This perl script helps to
inform you of the users that have the most "small files". If you are
on HDP 2.5+, you do not need a script like this. Why? Because HDP 2.5 has a
Zeppelin notebook that will help you identify what users are contributing to
small file volume. This is part of SmartSense.
Read more here
on that. If you are on an older HDP version, you can take a look at this script...
Why
Worry About Small Files?
The HDFS NameNode
architecture, explained here mentions
that "the NameNode keeps an image of the entire file system namespace and
file Blockmap in memory." What this means is that every file in HDFS adds
some pressure to the memory capacity for the NameNode process. Therefore, a
larger max heap for the NameNode Java process will be required as the files
system grows.
How
to use this script
Before beginning, process
the image file into TSV format, as shown in this example command:
hadoop oiv -i
/hadoop/hdfs/namesecondary/current/fsimage_0000000000003951761 -o
fsimage-delimited.tsv -p Delimited
then pipe the output file
(fsimage-delimited.tsv) into this program, eg. cat fsimage-delimited.tsv |
fsimage_users.pl
Note: For large fsimage files, you'll probably need to have a larger heap for oiv to run. Set max heap like this (adjust the value to something that makes sense for the host where you run the command):
export HADOOP_OPTS=“-Xmx4096m $HADOOP_OPTS"
Example
HW13177:~ clukasik$ ./fsimage_users.pl ./fsimage-delimited.tsv
Limiting output to top 10 items per list. A small file is considered anything less than 134217728. Edit the script to adjust these values.

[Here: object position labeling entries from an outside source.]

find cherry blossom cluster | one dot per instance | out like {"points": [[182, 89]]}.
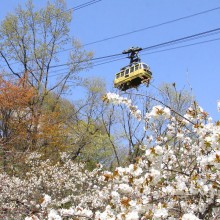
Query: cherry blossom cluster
{"points": [[177, 176]]}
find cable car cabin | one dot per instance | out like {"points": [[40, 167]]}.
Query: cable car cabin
{"points": [[132, 76]]}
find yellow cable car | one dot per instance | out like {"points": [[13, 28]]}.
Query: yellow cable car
{"points": [[133, 75]]}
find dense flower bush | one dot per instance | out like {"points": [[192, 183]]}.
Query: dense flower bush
{"points": [[177, 177]]}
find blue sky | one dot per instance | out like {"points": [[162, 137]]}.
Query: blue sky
{"points": [[194, 66]]}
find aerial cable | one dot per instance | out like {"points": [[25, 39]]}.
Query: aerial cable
{"points": [[191, 37], [153, 26], [168, 43], [131, 32], [183, 39], [85, 5], [159, 101], [146, 28], [188, 45], [144, 54]]}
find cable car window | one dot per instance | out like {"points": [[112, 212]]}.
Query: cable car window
{"points": [[145, 66]]}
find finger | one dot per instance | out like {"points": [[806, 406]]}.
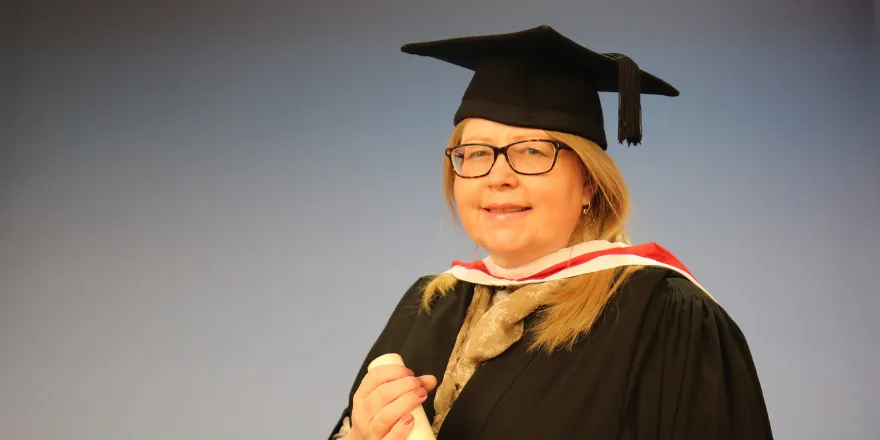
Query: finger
{"points": [[429, 382], [388, 415], [401, 429], [378, 376], [389, 392]]}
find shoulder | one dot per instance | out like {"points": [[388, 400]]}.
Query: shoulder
{"points": [[412, 299], [673, 301]]}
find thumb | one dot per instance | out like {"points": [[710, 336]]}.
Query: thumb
{"points": [[429, 381]]}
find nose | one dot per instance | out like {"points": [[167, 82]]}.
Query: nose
{"points": [[501, 174]]}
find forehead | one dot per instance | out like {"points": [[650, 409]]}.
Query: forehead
{"points": [[491, 131]]}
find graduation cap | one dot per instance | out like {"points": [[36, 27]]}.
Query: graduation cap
{"points": [[538, 78]]}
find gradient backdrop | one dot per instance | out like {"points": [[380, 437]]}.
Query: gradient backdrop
{"points": [[208, 210]]}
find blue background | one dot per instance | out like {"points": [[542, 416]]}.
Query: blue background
{"points": [[208, 209]]}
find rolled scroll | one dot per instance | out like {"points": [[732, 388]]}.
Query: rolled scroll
{"points": [[421, 426]]}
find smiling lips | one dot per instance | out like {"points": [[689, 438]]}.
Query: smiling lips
{"points": [[505, 210]]}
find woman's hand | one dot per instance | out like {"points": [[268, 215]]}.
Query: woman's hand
{"points": [[382, 403]]}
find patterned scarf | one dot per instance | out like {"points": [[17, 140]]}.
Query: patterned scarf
{"points": [[488, 331]]}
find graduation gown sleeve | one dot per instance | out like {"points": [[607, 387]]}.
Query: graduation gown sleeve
{"points": [[694, 374]]}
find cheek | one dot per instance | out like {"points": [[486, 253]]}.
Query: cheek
{"points": [[466, 198]]}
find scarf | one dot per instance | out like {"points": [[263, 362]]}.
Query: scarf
{"points": [[487, 332]]}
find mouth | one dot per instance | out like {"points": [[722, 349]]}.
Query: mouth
{"points": [[506, 209]]}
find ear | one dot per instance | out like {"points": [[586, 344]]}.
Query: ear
{"points": [[590, 189]]}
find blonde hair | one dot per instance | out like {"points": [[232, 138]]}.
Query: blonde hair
{"points": [[573, 309]]}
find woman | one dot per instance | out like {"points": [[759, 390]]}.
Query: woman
{"points": [[565, 330]]}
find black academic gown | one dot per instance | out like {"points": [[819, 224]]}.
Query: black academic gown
{"points": [[664, 361]]}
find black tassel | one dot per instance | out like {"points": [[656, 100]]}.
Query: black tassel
{"points": [[629, 117]]}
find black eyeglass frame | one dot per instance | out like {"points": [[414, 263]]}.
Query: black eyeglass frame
{"points": [[496, 151]]}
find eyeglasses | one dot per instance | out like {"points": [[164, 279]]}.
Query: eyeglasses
{"points": [[528, 157]]}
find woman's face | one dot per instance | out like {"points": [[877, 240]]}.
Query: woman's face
{"points": [[547, 207]]}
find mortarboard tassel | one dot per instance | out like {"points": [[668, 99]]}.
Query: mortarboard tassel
{"points": [[629, 118]]}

Average File Size (bytes): 0; Users:
hive (total size: 0; number of files: 12)
yarn (total size: 0; number of files: 8)
mapred (total size: 0; number of files: 7)

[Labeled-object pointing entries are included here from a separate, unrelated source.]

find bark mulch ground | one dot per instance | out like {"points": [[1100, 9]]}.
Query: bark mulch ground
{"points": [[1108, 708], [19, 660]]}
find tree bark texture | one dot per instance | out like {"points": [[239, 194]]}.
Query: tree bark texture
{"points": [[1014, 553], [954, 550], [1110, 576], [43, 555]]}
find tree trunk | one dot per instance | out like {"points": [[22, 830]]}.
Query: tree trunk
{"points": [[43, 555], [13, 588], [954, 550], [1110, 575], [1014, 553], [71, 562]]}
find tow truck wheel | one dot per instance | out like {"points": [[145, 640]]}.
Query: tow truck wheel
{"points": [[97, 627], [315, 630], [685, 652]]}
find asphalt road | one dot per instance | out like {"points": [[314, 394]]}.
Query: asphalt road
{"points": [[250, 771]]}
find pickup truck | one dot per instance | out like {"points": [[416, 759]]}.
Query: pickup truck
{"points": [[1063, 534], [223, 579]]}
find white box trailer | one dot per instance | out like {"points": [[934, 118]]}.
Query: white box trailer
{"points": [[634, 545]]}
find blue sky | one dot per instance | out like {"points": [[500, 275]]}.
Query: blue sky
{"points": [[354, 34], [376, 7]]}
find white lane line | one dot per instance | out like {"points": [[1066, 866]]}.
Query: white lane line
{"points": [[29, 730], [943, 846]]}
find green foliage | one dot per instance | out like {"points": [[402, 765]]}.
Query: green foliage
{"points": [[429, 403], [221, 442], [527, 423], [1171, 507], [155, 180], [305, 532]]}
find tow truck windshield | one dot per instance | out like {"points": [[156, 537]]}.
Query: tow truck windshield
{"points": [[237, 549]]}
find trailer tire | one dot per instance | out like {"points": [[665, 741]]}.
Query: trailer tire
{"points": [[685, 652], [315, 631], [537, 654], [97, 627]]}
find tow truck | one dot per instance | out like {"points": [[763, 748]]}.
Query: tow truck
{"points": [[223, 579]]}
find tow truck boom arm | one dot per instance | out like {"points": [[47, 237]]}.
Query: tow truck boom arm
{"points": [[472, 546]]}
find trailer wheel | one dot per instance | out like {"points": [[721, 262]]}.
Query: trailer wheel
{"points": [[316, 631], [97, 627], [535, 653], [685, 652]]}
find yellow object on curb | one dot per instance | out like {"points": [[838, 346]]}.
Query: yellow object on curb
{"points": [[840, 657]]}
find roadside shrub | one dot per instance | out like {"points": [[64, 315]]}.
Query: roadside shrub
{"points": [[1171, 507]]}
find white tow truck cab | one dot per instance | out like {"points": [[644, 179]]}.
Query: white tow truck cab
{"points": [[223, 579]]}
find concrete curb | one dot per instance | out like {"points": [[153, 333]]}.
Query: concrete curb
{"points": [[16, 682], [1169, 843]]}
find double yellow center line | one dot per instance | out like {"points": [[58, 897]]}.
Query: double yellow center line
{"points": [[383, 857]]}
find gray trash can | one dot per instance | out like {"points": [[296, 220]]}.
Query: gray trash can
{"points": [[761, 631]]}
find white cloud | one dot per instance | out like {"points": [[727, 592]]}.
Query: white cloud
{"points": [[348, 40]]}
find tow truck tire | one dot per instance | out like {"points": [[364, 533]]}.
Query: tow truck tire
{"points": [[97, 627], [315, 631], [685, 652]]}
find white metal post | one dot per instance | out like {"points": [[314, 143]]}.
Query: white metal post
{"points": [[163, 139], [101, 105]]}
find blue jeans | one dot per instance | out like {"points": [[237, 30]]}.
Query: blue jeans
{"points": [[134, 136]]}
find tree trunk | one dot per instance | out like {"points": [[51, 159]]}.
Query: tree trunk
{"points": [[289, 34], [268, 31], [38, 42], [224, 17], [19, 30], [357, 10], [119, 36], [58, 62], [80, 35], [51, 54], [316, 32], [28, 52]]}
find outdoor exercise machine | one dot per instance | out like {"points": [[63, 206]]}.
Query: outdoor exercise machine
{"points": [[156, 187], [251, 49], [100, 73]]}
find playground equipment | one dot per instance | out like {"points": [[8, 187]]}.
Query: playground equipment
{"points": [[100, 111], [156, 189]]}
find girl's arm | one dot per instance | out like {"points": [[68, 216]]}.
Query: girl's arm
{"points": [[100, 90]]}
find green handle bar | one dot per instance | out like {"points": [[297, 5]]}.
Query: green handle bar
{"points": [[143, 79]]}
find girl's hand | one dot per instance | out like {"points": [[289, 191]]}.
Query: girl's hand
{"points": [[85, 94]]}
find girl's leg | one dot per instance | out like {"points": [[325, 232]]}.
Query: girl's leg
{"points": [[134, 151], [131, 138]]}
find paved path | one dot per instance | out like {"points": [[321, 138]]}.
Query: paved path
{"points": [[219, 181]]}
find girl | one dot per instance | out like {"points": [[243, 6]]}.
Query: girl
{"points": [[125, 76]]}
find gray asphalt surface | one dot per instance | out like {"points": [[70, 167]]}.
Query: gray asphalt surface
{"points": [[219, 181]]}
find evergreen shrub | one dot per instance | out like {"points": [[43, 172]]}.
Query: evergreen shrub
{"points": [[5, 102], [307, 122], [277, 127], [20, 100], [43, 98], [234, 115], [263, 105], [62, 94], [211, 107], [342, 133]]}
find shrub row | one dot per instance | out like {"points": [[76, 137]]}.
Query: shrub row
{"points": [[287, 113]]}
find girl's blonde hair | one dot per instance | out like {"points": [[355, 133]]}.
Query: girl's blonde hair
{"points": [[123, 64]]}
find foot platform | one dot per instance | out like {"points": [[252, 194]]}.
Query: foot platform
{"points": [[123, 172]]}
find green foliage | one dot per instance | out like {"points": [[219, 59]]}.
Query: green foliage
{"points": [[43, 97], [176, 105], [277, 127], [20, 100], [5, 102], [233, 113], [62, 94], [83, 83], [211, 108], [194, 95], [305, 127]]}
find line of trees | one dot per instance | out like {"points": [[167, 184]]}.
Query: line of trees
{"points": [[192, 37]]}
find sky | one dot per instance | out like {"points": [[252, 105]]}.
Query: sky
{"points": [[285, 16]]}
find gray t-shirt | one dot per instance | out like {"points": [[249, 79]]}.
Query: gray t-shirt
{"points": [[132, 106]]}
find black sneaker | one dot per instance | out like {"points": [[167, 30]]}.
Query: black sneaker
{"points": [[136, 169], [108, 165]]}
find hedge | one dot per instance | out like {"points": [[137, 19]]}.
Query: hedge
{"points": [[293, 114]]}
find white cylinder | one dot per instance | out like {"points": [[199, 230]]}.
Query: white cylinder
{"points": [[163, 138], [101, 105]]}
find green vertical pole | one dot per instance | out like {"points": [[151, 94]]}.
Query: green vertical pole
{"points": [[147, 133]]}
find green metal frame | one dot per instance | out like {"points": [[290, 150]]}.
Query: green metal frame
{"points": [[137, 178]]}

hcat (total size: 0; number of files: 1)
anonymous (total size: 0; number of files: 1)
Average File Size (bytes): 219.65; Users:
ambari-qa (total size: 4393; number of files: 20)
Average File Size (bytes): 245.942307692308; Users:
hbase (total size: 12789; number of files: 52)
Average File Size (bytes): 1096.625; Users:
spark (total size: 8773; number of files: 8)
Average File Size (bytes): 34471873.6538462; Users:
hdfs (total size: 896268715; number of files: 26)
Average File Size (bytes): 46705038.25; Users:
zeppelin (total size: 186820153; number of files: 4)
Users with most small files:
hbase: 52 small files
hdfs: 23 small files
ambari-qa: 20 small files
hive: 12 small files
spark: 8 small files
yarn: 8 small files
mapred: 7 small files
zeppelin: 3 small files
anonymous: 1 small files
hcat: 1 small files
Once you identify top offenders, you will need to assess the root cause. It could be bad practices by applications. Engage Hortonworks Professional Services for help tackling the problem!
AFAIK, HDFS snapshots could increase the small files. Have you taken care of snapshots in your script or have they already been ruled out during the FSImage->TSV phase?